Addis Ababa has changed greatly over the past 10 years. A network of new highways criss-crosses the city, courtesy of Chinese loans.
The old Ghion Hotel on part of the old imperial grounds — which used to be, alongside the Hilton, the hotel of choice for those coming in for African Union and United Nations meetings — has run aground, awaiting a new investor.
But, new construction is everywhere — there are a plethora of new high-end hotels, alongside new apartment and office blocks. Including the Chinese-donated addition to the AU’s compound. Russian Ladas, left over from the days of the Derg, are still ubiquitous as taxis. But there are lots of Ethiopian-made taxis as well, looking considerably less battered.
The dress has changed too. A decade ago, white, handwoven Ethiopian dress was by far the norm outside of expatriate haunts and international organisations, for both men and women. Now, Western dress is the norm, with maybe the addition of an Ethiopian gabi or scarf for warmth.
Searching for Ethiopian-designed silver and gold on the Piazza, the jewellery storeowners shake their heads ruefully. The Ethiopian designs have to be specially ordered nowadays, they say; what’s largely on sale is Dubai gold. Why? Ethiopians use their own designs more for family occasions or festivals now, they say. Not day-to-day. They’re not considered modern.
But it’s always a mistake to extrapolate — especially in a country of that size and that population (estimated this year at over 100 million). Many say the changes visible in Addis Ababa disappear as soon as one leaves the capital. It’s also always a mistake to consider some changes sad.
Traditional dress has been upgraded; there’s no shortage of higher-end clothing, craft and jewellery stores drawing from traditional aesthetics and techniques, modernised for sale to more discerning domestic and international markets. There’s no shortage either of higher-end Ethiopian restaurants, with now mainly highlander song and dance. Lots of Ethiopians are back from the diaspora. All sorts of previously unimaginable businesses are up and running. The city is on the move.
That Ethiopia is still under the state of emergency is not immediately evident in the capital. Yes, there are policemen and women everywhere. But that’s not unusual.
People are irritated with the still-slow communications network. Everybody has an opinion on the party and the government and what’s happening in their respective regions. Everybody seems worried about exclusion. But the city has adjusted, it seems — normalised what doesn’t seem normal from the exterior. The party and the government too have adjusted.
The Ethiopian Human Rights Commission has just tabled its report on the protests last year, the state’s response and what needs to be done before parliament.

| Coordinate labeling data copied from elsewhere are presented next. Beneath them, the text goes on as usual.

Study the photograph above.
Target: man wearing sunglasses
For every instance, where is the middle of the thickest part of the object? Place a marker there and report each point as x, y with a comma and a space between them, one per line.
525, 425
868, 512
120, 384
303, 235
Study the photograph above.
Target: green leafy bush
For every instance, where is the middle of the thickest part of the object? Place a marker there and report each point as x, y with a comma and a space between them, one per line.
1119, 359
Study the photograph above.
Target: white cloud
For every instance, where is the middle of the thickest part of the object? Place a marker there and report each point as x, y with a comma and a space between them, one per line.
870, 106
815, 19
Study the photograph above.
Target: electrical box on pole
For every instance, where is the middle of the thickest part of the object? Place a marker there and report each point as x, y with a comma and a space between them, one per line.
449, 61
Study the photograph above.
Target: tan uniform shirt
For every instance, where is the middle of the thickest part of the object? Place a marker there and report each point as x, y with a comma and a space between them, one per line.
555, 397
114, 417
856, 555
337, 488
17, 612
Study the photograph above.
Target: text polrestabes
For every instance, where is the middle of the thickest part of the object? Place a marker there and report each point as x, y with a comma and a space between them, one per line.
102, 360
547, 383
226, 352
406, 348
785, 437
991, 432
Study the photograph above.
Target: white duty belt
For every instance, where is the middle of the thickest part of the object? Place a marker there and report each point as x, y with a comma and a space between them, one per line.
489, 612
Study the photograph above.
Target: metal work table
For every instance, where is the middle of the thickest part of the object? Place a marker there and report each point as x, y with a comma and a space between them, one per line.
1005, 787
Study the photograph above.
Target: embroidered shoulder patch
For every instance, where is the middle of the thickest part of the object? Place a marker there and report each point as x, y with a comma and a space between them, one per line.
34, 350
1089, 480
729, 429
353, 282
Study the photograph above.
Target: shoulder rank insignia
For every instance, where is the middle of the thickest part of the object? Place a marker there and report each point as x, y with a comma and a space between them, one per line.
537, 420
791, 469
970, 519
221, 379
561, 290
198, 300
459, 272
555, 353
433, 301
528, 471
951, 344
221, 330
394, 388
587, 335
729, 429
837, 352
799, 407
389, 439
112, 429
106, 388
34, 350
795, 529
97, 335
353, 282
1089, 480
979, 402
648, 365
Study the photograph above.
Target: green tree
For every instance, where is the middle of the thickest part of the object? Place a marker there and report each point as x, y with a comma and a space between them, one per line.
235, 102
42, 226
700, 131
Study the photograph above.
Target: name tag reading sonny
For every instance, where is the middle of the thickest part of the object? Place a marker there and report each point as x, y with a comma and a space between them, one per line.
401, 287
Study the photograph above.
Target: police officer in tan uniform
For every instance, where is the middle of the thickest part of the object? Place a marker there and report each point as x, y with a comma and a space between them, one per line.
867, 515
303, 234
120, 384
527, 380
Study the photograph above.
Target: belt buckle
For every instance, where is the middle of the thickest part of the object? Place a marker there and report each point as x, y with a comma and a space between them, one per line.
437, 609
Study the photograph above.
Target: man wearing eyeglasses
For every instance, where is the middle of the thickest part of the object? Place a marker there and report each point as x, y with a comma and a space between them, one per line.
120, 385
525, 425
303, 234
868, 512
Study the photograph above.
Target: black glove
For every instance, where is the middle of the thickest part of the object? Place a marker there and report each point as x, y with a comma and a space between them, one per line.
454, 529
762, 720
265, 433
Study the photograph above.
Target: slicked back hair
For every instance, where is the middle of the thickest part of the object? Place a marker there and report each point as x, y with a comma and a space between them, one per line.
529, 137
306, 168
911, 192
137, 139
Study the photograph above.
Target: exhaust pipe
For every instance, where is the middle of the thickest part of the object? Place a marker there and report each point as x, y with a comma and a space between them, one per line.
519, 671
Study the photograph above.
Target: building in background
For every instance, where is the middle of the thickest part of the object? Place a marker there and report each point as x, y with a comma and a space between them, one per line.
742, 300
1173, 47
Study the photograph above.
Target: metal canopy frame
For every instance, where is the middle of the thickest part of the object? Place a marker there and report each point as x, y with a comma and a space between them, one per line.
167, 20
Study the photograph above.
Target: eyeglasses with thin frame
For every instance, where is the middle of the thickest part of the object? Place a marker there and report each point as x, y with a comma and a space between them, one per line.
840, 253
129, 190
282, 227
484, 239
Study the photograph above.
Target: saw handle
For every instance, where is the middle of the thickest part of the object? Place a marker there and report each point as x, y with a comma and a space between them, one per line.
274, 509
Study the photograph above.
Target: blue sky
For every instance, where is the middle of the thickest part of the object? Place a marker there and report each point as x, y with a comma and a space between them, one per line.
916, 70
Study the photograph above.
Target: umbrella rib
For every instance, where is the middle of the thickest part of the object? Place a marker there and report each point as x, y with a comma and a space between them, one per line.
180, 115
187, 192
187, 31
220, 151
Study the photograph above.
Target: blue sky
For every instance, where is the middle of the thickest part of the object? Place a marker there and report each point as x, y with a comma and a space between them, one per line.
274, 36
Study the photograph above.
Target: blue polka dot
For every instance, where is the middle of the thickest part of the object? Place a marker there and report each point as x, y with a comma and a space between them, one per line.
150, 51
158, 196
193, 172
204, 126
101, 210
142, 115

Covering 150 woredas (districts), including 91 in Oromia and 55 in Amhara, the report was adopted in full by parliament. It speaks to all the deaths during the protests, as well as their precise causes. Where force used was disproportionate, the recommendations are for the security services to be brought to account.
My Ethiopian colleague doesn’t buy it, given the continued restrictions on Ethiopian civil society posed by the Charities and Societies Proclamation, those still being charged under the Anti-Terrorism Proclamation and those still in “rehabilitation” under the state of emergency. We shall see. Ethiopia has such a difficult history, after all.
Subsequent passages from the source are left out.